= Vinod Moradiya =

Indian politician

Vinod Moradiya (born 10 July 1967) is an Indian politician from Gujarat. He is a member of the Gujarat Legislative Assembly from Katargam Assembly constituency in Surat district. He won the 2022 Gujarat Legislative Assembly election representing the Bharatiya Janata Party.
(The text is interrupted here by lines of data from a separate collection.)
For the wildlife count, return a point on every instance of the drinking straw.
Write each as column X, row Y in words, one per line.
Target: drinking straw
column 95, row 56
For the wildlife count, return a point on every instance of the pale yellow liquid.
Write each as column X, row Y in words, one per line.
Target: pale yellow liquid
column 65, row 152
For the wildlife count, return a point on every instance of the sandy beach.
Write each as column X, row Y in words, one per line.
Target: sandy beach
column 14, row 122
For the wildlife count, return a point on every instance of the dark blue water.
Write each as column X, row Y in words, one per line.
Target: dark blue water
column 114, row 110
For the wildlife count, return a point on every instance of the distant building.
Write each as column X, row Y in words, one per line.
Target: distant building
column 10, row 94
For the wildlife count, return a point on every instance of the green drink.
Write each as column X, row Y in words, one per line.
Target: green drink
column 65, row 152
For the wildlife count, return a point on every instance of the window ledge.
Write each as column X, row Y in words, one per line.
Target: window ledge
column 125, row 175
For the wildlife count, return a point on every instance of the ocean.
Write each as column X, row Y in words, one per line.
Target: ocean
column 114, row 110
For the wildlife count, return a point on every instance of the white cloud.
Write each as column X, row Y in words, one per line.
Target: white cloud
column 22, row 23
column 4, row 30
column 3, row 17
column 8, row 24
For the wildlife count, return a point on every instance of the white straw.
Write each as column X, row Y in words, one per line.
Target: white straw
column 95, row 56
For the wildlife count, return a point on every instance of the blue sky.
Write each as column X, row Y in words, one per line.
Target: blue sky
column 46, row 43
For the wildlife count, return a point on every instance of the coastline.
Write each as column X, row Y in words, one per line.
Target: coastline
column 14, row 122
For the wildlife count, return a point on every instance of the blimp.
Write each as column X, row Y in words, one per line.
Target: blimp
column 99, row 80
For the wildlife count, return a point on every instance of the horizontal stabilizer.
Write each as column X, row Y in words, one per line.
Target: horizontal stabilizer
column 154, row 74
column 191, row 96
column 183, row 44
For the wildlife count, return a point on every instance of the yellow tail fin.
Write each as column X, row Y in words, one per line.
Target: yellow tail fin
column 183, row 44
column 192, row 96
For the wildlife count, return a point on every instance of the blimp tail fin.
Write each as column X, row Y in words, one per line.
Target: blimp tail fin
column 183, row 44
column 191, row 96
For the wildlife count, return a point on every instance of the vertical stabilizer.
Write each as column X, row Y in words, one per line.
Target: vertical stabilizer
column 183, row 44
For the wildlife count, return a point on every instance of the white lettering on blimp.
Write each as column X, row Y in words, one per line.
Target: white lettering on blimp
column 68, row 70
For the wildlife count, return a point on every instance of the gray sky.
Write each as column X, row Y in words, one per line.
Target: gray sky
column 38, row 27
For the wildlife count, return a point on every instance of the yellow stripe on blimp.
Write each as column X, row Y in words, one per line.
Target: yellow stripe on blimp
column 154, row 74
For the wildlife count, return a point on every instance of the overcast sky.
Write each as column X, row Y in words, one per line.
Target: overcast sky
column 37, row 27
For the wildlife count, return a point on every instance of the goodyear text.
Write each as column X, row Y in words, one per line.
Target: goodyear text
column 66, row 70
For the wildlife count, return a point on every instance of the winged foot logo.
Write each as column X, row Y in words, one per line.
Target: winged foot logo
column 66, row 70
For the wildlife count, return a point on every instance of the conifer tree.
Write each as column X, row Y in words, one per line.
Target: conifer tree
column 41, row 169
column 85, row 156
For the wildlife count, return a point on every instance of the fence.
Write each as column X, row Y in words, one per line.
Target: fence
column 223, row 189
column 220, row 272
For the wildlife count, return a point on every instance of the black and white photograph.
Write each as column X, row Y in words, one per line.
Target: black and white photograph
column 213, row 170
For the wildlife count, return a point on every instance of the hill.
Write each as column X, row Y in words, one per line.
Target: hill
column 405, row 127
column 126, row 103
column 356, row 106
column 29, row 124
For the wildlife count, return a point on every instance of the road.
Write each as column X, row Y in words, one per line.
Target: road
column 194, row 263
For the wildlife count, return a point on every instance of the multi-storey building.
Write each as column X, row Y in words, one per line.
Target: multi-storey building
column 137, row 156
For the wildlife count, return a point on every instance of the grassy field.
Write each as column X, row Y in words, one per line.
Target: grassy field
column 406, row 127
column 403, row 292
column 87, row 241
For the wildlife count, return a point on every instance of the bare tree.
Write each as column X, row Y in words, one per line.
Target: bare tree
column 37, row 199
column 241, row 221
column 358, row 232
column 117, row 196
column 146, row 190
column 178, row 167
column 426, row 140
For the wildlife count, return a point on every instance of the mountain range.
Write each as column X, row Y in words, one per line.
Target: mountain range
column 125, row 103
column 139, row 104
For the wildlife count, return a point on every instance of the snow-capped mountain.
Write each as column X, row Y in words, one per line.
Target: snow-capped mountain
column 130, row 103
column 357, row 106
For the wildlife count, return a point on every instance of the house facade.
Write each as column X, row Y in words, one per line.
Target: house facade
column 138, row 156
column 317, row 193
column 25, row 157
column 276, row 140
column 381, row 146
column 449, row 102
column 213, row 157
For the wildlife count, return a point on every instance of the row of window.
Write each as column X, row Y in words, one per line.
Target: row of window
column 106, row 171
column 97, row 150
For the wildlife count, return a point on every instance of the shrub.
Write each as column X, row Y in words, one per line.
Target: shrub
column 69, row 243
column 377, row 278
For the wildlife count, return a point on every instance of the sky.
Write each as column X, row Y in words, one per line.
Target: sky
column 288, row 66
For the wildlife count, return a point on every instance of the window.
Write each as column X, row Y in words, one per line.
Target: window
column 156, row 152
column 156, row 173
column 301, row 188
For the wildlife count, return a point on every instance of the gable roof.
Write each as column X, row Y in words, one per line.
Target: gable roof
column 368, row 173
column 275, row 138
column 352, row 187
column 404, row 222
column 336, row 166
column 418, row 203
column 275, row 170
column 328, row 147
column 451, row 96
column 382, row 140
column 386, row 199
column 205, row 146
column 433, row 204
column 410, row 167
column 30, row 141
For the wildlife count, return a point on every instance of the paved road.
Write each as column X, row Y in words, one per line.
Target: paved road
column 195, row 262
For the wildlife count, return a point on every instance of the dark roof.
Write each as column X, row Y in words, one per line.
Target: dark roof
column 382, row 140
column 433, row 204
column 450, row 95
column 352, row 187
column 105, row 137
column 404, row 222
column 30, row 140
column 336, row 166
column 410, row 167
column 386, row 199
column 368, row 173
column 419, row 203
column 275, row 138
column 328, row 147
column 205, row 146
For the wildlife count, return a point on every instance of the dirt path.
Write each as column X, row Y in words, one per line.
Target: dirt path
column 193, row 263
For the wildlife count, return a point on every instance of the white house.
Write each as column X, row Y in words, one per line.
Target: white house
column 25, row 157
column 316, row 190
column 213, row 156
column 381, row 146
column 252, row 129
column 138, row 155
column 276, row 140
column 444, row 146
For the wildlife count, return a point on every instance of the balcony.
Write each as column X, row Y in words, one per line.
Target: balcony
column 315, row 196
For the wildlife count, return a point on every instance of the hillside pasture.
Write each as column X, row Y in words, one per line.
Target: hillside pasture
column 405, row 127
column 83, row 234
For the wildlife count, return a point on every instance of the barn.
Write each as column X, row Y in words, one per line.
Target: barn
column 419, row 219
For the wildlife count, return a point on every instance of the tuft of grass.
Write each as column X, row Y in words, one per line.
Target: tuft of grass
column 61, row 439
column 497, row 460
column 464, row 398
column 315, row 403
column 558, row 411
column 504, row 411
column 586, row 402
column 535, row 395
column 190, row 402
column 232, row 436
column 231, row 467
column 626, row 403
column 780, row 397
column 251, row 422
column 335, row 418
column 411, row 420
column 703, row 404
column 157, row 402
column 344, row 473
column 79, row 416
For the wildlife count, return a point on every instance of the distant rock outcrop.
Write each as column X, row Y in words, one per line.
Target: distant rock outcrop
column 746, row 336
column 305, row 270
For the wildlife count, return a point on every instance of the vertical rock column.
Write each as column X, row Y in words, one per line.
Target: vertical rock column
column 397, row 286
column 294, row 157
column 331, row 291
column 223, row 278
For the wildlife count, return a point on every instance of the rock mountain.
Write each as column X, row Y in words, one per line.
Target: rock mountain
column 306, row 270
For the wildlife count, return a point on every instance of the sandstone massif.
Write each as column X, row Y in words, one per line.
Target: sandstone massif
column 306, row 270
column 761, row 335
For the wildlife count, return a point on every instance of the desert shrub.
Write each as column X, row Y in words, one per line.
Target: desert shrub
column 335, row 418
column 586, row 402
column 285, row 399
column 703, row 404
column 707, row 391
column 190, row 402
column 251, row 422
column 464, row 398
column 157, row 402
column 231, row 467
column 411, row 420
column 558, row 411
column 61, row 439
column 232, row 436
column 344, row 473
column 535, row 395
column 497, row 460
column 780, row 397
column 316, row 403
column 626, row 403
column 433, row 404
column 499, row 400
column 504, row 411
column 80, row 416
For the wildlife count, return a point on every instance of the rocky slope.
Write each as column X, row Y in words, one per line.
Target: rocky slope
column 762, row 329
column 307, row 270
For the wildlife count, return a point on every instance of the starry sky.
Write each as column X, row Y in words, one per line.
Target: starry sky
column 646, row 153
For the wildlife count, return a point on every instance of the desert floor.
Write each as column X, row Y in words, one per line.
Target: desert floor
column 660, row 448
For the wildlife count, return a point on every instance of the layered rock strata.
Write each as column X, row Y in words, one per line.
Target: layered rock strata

== Early life and education ==
Moradiya is from Sarvai, Bhavnagar district, Gujarat. He is the son of Amarshibhai Moradiya. He married Gitaben Moradiya. He studied till Class 10 and passed the examinations conducted by the Gujarat Secondary and Higher Secondary Education Board, Gandhi Nagar in March 2015.

== Career ==
Moradiaya won from Katargam Assembly constituency representing the Bharatiya Janata Party in the 2022 Gujarat Legislative Assembly election. He polled 120,505 votes and defeated his nearest rival, Gopal Italia of the Aam Aadmi Party, by a margin of 64,627 votes. He first became an MLA winning the 2017 Gujarat Legislative Assembly election. In 2017, he polled 125,387 votes and defeated his nearest rival, Jignesh Jivani of the Indian National Congress by a margin of 79,230 votes.